Barry Herman is Visiting Senior Fellow at the Graduate Program in International Affairs of The New School in New York. He is also a member of the Board of Directors of Global Integrity, a research NGO based in Washington
that works with independent scholars and investigative reporters on
assessing laws, institutions and practices to improve governance and
limit corruption in developed and developing countries. In addition, he
is Co-Chair of the Task Force on Debt Restructuring and Sovereign
Bankruptcy at the Initiative for Policy Dialogue at Columbia University.
He completed almost 30 years in the United Nations Secretariat in 2005,
the last two years of which were as Senior Advisor in the Financing for
Development Office in the Department of Economic and Social Affairs
(DESA). In that capacity, he was DESA’s team leader for two sets of
multi-stakeholder consultations encompassing governments, international
organizations, the private sector and civil society. The first, on
"Building Inclusive Financial Sectors for Development" (jointly with
the UN Capital Development Fund), led to the UN “Blue Book” of the same
title, a distillation of contrasting views and experiences to help
countries develop national strategies to build inclusive financial
sectors. The second was on "Sovereign Debt for Sustained
Development" (jointly with UNCTAD, International Monetary Fund and the
World Bank) focused on ways developing countries might better address
their debt in “good and bad times.” He
was part of the Secretariat team for the Monterrey Summit on Financing
for Development in 2002. Earlier, he led the team that produced the
UN’s annual World Economic and Social Survey. Before joining the UN
Secretariat in 1976, he taught development and international economics.
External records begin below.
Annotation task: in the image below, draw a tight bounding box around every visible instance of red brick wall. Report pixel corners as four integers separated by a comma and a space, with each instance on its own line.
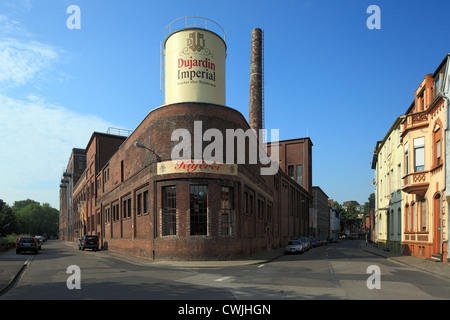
71, 102, 311, 260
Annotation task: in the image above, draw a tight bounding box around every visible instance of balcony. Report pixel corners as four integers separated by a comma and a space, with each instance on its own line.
402, 170, 429, 195
402, 111, 429, 134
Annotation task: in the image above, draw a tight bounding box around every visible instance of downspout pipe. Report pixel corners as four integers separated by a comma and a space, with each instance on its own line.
441, 60, 449, 262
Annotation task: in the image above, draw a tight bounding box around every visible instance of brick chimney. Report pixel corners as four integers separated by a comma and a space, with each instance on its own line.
249, 28, 263, 137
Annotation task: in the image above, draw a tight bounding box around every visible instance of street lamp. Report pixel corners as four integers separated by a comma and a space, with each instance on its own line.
133, 141, 162, 162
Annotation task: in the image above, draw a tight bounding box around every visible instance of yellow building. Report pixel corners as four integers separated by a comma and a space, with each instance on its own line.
373, 117, 404, 253
401, 71, 447, 260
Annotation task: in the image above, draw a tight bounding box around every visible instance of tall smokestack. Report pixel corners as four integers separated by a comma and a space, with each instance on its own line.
249, 28, 263, 138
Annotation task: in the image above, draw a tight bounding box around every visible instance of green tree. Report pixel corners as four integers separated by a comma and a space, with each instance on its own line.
13, 200, 59, 236
0, 204, 18, 236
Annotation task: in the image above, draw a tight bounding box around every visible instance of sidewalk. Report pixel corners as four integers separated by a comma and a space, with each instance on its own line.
359, 241, 450, 281
0, 247, 31, 296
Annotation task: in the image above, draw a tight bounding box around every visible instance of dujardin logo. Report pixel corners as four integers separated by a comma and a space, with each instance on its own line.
181, 31, 213, 57
187, 31, 205, 52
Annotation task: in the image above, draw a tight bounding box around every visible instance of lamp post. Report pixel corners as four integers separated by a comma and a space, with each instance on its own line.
133, 141, 162, 162
133, 141, 161, 261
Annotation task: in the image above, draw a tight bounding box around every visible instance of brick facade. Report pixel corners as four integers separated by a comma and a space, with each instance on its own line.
62, 102, 312, 260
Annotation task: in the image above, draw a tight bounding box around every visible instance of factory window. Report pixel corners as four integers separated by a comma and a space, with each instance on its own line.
257, 198, 265, 219
112, 201, 119, 222
104, 206, 110, 224
122, 195, 132, 220
143, 191, 148, 214
296, 165, 302, 186
121, 160, 124, 183
104, 166, 110, 183
162, 186, 177, 236
244, 192, 248, 214
136, 185, 149, 216
190, 185, 208, 236
267, 203, 272, 222
137, 193, 142, 216
221, 187, 233, 236
288, 165, 294, 180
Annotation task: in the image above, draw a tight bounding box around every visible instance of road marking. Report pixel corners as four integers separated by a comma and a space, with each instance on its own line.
215, 276, 231, 282
328, 262, 335, 274
258, 264, 265, 268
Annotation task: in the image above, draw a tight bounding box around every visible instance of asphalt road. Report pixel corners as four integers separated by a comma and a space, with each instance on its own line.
2, 239, 450, 301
He holds a PhD from the University of Michigan and an MBA from the University of Chicago. His latest book, jointly edited with Christian Barry and Lydia Tomitova is Dealing Fairly with Developing Country Debt
(Blackwell Publishing, Boston), a collection of papers by philosophers,
theologians, lawyers and economists who participated in the “debt and
ethics” project at The New School and the Carnegie Council for Ethics
in International Affairs that he co-directed with Christian Barry.